Gloucester’s rejection of Edgar parallels Lear’s rejection of Cordelia in Act 1, scene 1, and reminds us of the similarities between the two unhappy families: Edgar and Cordelia are good children of fathers who reject them in favor of children who do not love them. When Gloucester says, “I never got him”—that is, he never begot, or fathered, him—he seems to be denying that he is actually Edgar’s father, just as Lear has disowned Cordelia (2.1.79). On the other hand, when he praises Edmund as a “loyal and natural boy,” he seems to be acknowledging him as a true son (2.1.85).

It is somewhat difficult to know what to make of Kent’s attack on Oswald. Oswald’s eagerness to serve the treacherous Goneril in Act 1, scene 4, has established him as one of the play’s minor villains, but Kent’s barrage of insults and subsequent physical attack on Oswald are clearly unprovoked.

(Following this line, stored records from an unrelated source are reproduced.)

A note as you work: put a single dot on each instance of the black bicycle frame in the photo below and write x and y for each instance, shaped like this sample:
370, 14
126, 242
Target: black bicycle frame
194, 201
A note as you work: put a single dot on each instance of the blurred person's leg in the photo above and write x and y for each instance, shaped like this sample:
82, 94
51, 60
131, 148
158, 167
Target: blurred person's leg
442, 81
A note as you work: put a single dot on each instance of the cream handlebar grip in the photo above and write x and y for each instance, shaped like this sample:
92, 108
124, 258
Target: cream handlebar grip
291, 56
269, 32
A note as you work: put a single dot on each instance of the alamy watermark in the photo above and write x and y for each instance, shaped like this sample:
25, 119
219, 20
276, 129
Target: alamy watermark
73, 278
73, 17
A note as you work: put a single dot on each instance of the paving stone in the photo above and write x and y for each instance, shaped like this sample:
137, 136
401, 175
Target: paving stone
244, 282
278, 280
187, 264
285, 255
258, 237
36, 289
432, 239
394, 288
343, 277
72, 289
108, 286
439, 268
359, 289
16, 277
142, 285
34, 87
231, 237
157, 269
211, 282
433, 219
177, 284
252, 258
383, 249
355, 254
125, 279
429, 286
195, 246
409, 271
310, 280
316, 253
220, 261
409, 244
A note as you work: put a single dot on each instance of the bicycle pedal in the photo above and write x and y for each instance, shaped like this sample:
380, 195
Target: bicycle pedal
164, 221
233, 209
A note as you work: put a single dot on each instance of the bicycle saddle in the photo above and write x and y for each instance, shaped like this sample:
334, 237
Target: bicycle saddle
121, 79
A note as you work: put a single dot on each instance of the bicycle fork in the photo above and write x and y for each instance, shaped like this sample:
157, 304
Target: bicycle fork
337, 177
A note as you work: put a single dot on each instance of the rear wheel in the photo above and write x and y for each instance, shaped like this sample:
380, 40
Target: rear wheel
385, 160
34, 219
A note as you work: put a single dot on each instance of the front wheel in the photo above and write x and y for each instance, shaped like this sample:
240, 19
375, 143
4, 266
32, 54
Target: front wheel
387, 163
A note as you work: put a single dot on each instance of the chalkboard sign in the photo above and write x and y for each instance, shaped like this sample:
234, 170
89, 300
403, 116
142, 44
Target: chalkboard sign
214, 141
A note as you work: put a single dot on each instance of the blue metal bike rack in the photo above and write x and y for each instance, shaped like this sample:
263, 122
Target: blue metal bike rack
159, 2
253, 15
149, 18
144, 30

Oswald’s failure to fight back may be interpreted as cowardice, but one can also interpret it as Oswald does: he says that he chooses not to attack Kent because of Kent’s “gray beard”—at nearly fifty, Kent is an old man and thus no longer suited for fighting (2.2.55). Kent’s attack seems to be rooted in his anger at Goneril’s treatment of Lear—“anger hath a privilege” is the excuse that he gives Cornwall and Regan—and his rage at the hypocrisy surrounding Lear’s betrayal by his daughters (2.2.62).

Read more about Kent’s use of verse to mock Oswald’s flattery.

Cornwall’s and Regan’s decision to put Kent in the stocks reinforces what we have already seen of their disrespect for their father. The stocks were a punishment used on common criminals, and their use on Lear’s serving man could easily be interpreted as highly disrespectful to Lear’s royal status. Gloucester announces as much when he protests, “Your purposed low correction / Is such as basest and contemned’st wretches / . . . / Are punished with” (2.2.134–137). Regan, however, ignores his pleas; she almost seems to welcome the idea of inviting Lear’s anger.